A: 1. if you’re allergic: identifies correctly as foreign but inappropriate response -> results in IgE production through help of Th2
- IgE will go in blood-> bind to granulocytes -> mast cells (in tissues- gut, lung, muscousal surfaces, skin) -> stay bound for long time)
MAST CELLS= EARLY PHASE
- and basophils (in periphery in blood)
- body will continue to make IgE antibody
- next time that specific antigen is encountered-> allergen will crosslink IgE on surface of mast cells
- -> mast cell undergoes immediate enzymatic reactions -> degranulate
- substance of granules made= responsible for acute symptoms of allergy that last minutes/hours (molecules locally effect eg by causing inflammation eg histamines)
Q: How does IgE bind to mast cells? How long do they stay bound?
A: IgE will bind to mast cells via receptor: high affinity receptor for IgE= FC epsilon R1 (FCER1) -> stay there for months (very long lasting)
Q: What happens the second time you encounter allergens? (3) Called? How long does it take?
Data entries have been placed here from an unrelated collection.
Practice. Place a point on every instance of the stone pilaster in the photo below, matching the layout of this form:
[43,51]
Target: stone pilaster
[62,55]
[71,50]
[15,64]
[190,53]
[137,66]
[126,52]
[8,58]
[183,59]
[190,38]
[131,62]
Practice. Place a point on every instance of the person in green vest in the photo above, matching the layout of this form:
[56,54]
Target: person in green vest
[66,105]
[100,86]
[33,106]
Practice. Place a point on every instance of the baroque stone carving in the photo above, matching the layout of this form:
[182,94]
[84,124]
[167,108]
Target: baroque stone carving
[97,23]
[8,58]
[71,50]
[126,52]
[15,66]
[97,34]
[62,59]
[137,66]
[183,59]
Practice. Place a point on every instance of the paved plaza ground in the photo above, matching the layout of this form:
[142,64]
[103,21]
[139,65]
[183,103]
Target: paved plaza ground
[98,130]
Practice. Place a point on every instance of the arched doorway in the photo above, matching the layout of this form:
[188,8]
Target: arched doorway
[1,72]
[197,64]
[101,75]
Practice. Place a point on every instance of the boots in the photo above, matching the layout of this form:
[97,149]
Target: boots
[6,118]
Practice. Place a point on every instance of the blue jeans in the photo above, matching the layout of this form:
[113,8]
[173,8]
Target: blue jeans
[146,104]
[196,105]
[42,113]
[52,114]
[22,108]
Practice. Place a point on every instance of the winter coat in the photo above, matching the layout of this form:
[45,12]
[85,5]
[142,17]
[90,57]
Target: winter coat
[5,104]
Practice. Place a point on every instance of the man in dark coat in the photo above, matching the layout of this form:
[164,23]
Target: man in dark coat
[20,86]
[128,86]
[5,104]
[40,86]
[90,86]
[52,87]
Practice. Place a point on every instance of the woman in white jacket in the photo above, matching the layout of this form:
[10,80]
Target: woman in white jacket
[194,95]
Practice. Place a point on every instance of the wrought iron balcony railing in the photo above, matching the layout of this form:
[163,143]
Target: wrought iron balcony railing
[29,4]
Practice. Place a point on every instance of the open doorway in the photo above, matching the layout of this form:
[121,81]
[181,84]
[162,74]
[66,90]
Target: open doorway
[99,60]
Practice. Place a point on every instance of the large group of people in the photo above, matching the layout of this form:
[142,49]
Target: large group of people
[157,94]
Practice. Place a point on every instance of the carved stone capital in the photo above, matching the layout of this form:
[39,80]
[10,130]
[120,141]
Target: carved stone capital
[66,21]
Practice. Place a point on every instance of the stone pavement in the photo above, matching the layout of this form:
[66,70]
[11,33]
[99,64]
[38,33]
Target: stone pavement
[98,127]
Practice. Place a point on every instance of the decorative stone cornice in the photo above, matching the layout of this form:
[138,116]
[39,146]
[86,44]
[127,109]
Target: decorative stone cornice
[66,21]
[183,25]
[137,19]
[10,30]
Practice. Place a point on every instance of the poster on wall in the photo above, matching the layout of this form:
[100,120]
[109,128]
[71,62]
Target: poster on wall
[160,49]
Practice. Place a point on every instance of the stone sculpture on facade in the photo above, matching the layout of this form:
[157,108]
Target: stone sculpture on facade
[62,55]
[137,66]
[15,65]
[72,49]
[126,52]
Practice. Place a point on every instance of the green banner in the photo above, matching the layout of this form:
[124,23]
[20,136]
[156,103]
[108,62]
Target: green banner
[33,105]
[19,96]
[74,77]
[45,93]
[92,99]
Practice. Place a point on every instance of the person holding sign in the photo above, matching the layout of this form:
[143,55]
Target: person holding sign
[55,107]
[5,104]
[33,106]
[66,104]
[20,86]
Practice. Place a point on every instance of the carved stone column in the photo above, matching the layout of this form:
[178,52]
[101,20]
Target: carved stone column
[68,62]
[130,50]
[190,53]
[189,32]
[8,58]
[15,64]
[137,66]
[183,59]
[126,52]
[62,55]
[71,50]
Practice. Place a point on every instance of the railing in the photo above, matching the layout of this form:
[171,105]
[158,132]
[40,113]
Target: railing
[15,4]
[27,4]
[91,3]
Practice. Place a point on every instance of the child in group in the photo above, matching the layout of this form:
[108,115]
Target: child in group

A: 1. allergen coming 2nd time will also bind to other receptors and do other things
- APC activates Th2 cells -> replicates -> produces Th2 cytokines and chemokines
- -> Chronic symptoms of allergy (takes hours, days) = late allergic reaction
T CELL= LATE PHASE
Q: What do Th2 cells produce? (4) What do they each do? Which 2 are related to asthma?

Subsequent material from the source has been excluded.